Steps towards compliance with Serbia’s new Data Protection Act

Senior associate Milica Basta participated in a conference on initial results and most frequent dilemmas in the implementation of the new Data Protection Act. The conference, held on 27 November 2019 in Belgrade, gathered nearly 50 representatives of the companies operating in the Serbian market. The agency Forum Media organised the event.

Milica held a presentation on the steps that controllers and processors should take in order to achieve full compliance with the DP Act. She first analysed the types of documents which the companies must adopt as a matter of statutory obligation, including data processing notices and data processing or joint controllership agreements. Milica then pointed to the advantages of adopting non-mandatory internal policies, assessments, and guidelines, as the means of facilitating and demonstrating compliance.

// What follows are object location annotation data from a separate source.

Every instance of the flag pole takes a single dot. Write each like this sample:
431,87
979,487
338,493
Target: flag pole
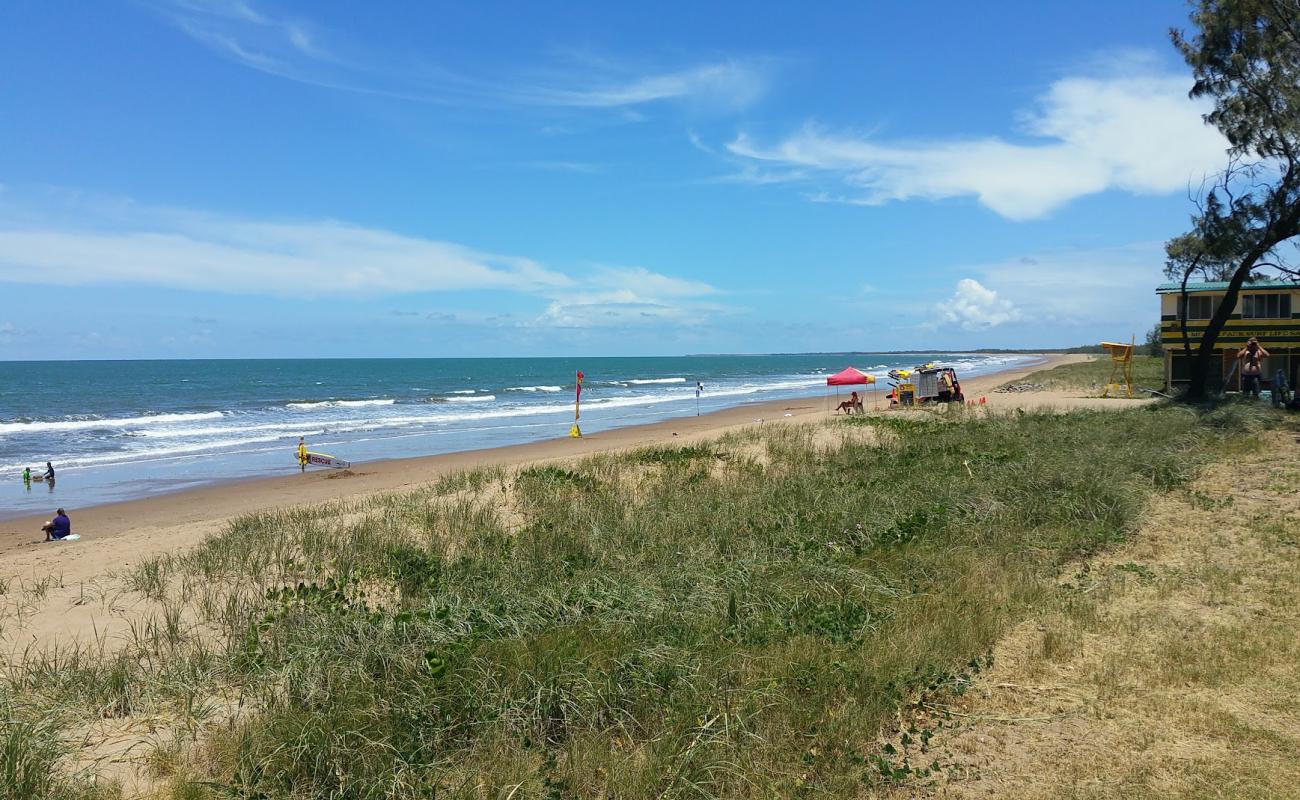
575,432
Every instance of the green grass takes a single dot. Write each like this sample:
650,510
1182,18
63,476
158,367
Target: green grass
1092,376
740,619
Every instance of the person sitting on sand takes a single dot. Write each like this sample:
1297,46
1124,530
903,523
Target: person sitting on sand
59,527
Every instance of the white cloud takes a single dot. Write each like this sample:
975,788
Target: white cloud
1136,133
1106,286
632,297
976,308
295,50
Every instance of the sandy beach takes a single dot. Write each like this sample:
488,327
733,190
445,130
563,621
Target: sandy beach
116,535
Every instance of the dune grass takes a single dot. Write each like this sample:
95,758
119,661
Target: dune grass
1091,376
732,619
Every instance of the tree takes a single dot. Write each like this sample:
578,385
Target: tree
1246,57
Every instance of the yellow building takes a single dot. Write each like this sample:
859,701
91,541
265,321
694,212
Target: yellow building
1266,310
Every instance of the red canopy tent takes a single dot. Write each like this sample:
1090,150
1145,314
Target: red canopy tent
850,377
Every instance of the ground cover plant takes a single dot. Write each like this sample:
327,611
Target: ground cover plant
735,619
1091,376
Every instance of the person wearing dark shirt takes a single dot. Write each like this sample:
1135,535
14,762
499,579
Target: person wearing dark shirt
59,527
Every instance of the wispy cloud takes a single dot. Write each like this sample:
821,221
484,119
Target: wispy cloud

During the panel discussion, Milica responded to the participants’ questions regarding the profiling in the context of employment and methods of creating the records of processing activities. Participants were also interested in the matters related to processing of sensitive data through the alcohol and drug testing of employees that Milica also addressed.

Other speakers at the conference were Zlatko Petrović, Assistant Secretary General in the Office of the Commissioner for Information of Public Importance and Personal Data Protection, and data protection lawyers Dragan Milić, Jelena Simić, and Miloš Stojković.